Сегодня чехи и словаки спрашивают с Урвалека и с Новотного — а завтра, пожалуй, наш многонациональный народ задаст вопрос самому Брежневу: "А чем вы занимались до… 1953 года?" — и до выяснения этого временно отстранит его от занимаемого поста…
В Варшавском письме к КПЧ пять партий ультимативно предлагают использовать для борьбы с "антисоциалистическими" силами все средства, имеющиеся в арсенале социалистических государств. Жаль только, что братские партии не уточнили, не конкретизировали, что это за средства: Колыма? Норильск? Хунвейбины? "Открытые" суды? Политические концлагеря и тюрьмы? Или всего-навсего обыкновенная цензура, внесудебные расправы вроде увольнений со службы?
И при создавшемся положения мы еще обижаемся, что в Чехословакии потребовали вывода советских войск со своей территории! Да ведь после наших заявлений и резолюций наши воинские части на территории ЧССР — это уже не войска союзного государства, а угроза суверенитету страны.
В этом своем письме я хочу не только высказать свое собственное отношение к событиям, отличающееся от "единодушной" поддержки решений Пленума ЦК КПСС. Газетная кампания последней недели вызывает у меня опасения — не является ли она подготовкой к интервенции под любым предлогом, который подвернется или будет создан искусственно.

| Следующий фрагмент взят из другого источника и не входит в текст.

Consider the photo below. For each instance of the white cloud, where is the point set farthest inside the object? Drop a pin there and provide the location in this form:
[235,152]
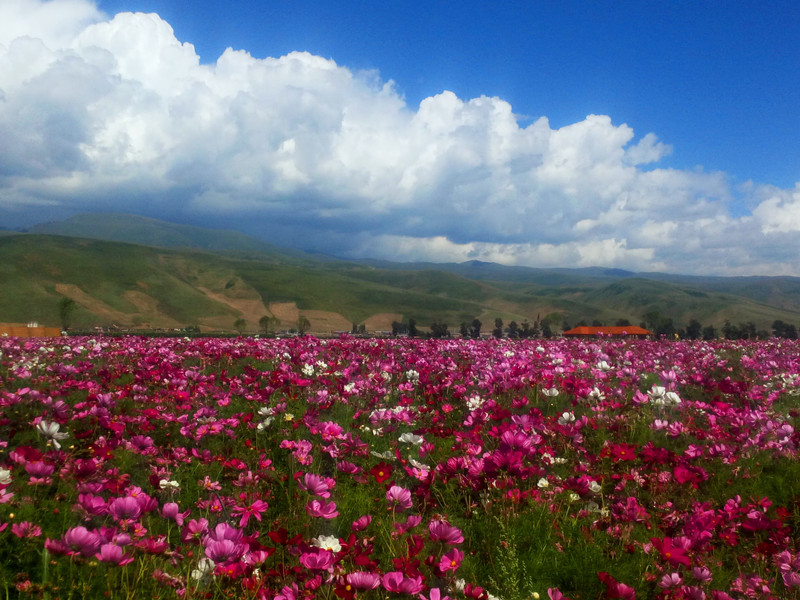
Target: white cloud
[119,114]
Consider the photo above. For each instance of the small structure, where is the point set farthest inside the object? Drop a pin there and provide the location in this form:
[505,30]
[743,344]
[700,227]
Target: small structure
[29,330]
[626,331]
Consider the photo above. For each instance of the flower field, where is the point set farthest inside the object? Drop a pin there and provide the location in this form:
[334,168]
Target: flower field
[351,468]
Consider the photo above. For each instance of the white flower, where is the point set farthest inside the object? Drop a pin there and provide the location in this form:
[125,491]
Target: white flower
[205,567]
[596,395]
[51,431]
[327,542]
[566,418]
[419,465]
[265,423]
[475,402]
[410,438]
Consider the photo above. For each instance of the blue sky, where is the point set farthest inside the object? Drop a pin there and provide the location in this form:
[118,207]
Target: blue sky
[653,136]
[719,81]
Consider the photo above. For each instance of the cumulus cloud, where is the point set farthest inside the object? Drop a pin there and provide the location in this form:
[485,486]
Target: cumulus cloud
[116,113]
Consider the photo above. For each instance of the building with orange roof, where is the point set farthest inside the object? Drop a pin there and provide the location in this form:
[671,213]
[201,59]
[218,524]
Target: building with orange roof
[592,331]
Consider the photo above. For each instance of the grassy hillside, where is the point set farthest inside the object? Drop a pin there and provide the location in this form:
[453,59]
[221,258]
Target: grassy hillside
[139,286]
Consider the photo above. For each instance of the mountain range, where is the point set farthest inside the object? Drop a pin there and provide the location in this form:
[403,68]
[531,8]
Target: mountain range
[133,272]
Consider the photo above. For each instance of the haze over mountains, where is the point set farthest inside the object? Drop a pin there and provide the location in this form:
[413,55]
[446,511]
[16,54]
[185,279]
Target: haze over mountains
[136,272]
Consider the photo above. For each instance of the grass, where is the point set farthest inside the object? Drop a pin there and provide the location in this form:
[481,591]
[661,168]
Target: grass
[32,265]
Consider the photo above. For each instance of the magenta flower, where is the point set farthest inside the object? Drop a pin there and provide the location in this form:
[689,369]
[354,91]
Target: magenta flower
[670,580]
[171,510]
[113,554]
[441,531]
[433,594]
[451,560]
[26,529]
[396,581]
[323,510]
[223,531]
[321,560]
[363,580]
[82,541]
[253,510]
[224,551]
[315,484]
[93,505]
[194,530]
[361,523]
[126,508]
[398,498]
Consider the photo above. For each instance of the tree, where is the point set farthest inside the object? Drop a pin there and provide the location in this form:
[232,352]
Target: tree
[240,325]
[66,306]
[475,329]
[526,330]
[399,328]
[439,329]
[729,331]
[709,333]
[498,328]
[694,329]
[303,325]
[513,330]
[267,323]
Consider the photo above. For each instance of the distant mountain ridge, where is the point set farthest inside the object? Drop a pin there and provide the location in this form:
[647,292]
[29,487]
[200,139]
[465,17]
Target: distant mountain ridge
[138,272]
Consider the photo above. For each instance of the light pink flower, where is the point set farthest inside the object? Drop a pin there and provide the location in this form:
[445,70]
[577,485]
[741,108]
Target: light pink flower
[398,498]
[323,510]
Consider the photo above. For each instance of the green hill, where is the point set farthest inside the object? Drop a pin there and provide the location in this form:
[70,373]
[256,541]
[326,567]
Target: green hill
[180,276]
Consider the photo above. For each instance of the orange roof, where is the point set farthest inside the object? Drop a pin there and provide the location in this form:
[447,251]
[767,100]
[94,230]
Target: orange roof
[626,330]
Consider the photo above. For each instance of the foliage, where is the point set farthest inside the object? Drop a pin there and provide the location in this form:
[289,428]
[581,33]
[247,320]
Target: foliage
[358,468]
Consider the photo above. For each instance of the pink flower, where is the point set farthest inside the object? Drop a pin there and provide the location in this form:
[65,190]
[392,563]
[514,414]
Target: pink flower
[361,523]
[363,580]
[398,498]
[324,510]
[451,560]
[441,531]
[670,580]
[395,581]
[113,554]
[224,551]
[321,560]
[316,485]
[26,529]
[127,508]
[433,594]
[171,510]
[82,541]
[93,505]
[254,510]
[194,530]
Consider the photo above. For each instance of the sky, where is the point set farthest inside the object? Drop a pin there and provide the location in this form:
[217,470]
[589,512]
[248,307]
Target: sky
[650,136]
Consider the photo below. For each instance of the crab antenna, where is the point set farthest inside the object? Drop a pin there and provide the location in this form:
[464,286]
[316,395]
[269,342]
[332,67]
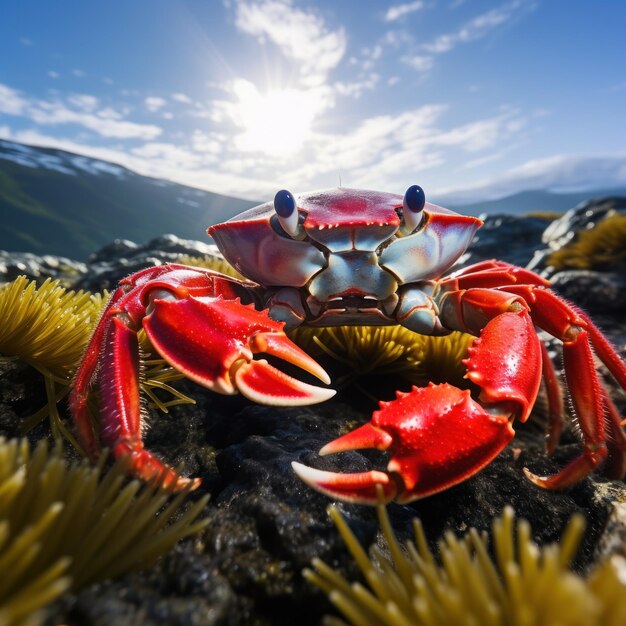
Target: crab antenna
[287,212]
[413,206]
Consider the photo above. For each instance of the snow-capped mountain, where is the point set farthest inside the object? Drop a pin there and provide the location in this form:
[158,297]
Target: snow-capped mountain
[56,202]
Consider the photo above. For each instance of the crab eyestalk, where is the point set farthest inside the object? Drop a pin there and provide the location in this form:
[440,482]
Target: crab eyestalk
[413,208]
[287,213]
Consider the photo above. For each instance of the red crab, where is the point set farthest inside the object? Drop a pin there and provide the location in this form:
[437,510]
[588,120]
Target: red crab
[347,256]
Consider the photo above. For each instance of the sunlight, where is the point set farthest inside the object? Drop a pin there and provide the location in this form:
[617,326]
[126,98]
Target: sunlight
[277,122]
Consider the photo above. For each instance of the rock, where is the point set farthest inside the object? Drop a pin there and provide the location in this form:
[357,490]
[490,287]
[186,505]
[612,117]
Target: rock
[122,258]
[39,268]
[595,292]
[507,238]
[585,216]
[266,525]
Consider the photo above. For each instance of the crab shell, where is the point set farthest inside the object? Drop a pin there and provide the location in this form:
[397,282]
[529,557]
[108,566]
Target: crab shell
[352,244]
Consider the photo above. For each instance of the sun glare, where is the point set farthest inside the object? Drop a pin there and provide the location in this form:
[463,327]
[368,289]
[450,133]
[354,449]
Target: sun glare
[277,122]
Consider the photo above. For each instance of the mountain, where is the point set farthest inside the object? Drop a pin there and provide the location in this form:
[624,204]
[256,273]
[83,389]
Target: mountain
[56,202]
[531,201]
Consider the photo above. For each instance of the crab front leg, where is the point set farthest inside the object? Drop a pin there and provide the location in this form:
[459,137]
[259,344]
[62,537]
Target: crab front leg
[197,323]
[439,436]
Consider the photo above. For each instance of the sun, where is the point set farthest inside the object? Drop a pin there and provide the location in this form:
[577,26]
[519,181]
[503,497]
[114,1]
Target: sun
[276,122]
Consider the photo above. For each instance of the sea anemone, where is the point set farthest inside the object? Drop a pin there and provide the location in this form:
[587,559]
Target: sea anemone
[601,248]
[48,327]
[63,527]
[523,584]
[390,350]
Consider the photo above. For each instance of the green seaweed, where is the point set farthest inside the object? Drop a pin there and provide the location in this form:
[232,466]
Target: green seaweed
[66,526]
[522,585]
[601,248]
[48,328]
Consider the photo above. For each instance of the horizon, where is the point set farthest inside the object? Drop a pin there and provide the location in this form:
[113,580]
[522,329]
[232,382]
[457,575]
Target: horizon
[242,97]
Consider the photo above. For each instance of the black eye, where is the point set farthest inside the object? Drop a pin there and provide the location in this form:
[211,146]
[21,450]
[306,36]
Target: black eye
[286,211]
[413,205]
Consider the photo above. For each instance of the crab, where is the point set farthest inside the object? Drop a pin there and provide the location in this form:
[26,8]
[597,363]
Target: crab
[356,257]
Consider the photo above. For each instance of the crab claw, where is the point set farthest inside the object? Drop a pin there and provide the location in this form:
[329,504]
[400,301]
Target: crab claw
[438,436]
[213,341]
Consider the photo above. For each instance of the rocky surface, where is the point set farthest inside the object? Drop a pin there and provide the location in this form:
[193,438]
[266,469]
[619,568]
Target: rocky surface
[265,524]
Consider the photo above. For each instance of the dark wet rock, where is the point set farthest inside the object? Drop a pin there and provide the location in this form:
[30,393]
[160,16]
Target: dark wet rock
[265,524]
[507,238]
[596,292]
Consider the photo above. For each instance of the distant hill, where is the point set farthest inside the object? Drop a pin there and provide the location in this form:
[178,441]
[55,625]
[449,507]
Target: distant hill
[531,201]
[56,202]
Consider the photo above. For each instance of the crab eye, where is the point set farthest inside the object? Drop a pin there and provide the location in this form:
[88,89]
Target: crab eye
[413,205]
[285,207]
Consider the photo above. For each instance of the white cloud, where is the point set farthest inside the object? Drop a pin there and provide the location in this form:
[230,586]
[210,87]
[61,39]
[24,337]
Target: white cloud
[397,11]
[154,103]
[301,36]
[80,109]
[356,88]
[477,27]
[560,173]
[82,101]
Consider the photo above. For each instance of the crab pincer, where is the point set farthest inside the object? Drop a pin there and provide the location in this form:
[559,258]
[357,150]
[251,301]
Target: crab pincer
[197,323]
[440,435]
[216,344]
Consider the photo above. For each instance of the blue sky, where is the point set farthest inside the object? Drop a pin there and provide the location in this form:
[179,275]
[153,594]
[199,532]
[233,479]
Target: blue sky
[469,98]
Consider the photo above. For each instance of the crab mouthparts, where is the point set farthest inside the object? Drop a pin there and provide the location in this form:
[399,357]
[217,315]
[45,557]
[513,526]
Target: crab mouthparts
[353,302]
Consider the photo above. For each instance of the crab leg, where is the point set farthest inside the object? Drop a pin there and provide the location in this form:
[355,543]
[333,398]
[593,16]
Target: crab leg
[197,323]
[590,401]
[439,436]
[555,400]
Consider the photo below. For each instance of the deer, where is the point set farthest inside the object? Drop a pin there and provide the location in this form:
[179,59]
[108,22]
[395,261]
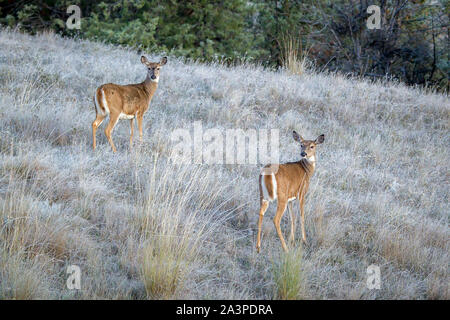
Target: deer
[126,102]
[289,182]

Авторам писем, участникам митингов и собраний в поддержку политики ЦК КПСС мне хотелось бы напомнить, что все так называемые ошибки и перегибы в истории нашей страны происходили под бурные, долго не смолкающие аплодисменты, переходящие в овацию, под клики единодушного одобрения наших высокосознательных граждан. Послушание, как выяснилось, не самая ценная гражданская добродетель.
И еще мне хотелось бы напомнить о более древних исторических событиях: как доблестная русская армия, освободив народы Европы от Наполеона, столь же доблестно утопила в крови польское восстание. Тогда русский герой войны 1812 года Давыдов больше гордился своими подвигами в расправе над польскими патриотами, чем своими подвигами в Отечественной войне.
Мне стыдно за свою страну, которая снова выступает в позорной роли жандарма Европы.
Мне было бы стыдно и за мой народ, если бы я верил, что он действительно единодушно поддерживает политику ЦК КПСС и правительства по отношению к Чехословакии. Но я уверен, что на самом деле это не так, что мое письмо — не единственное, только такие письма не публикуются у нас. Единодушие наших граждан и в этом случае фикция, создаваемая искусственно, путем нарушения той самой свободы слова, которая осуществляется в ЧССР.
Но если бы я оказался даже один с этим своим мнением, я и тогда не отказался бы от него. Потому что мне его подсказала моя совесть. А совесть, по-моему, надежнее, чем постоянно испытывающая перегибы линия ЦК и чем решения различных сессий, принимаемые в соответствии с колебаниями этой генеральной линии.
Прошу вас принять мое уважение и сочувствие процессу демократизации в вашей стране.
СССР, г. Александров Владимирской обл.,
ул. Новинская, д. 27. Марченко А. Т.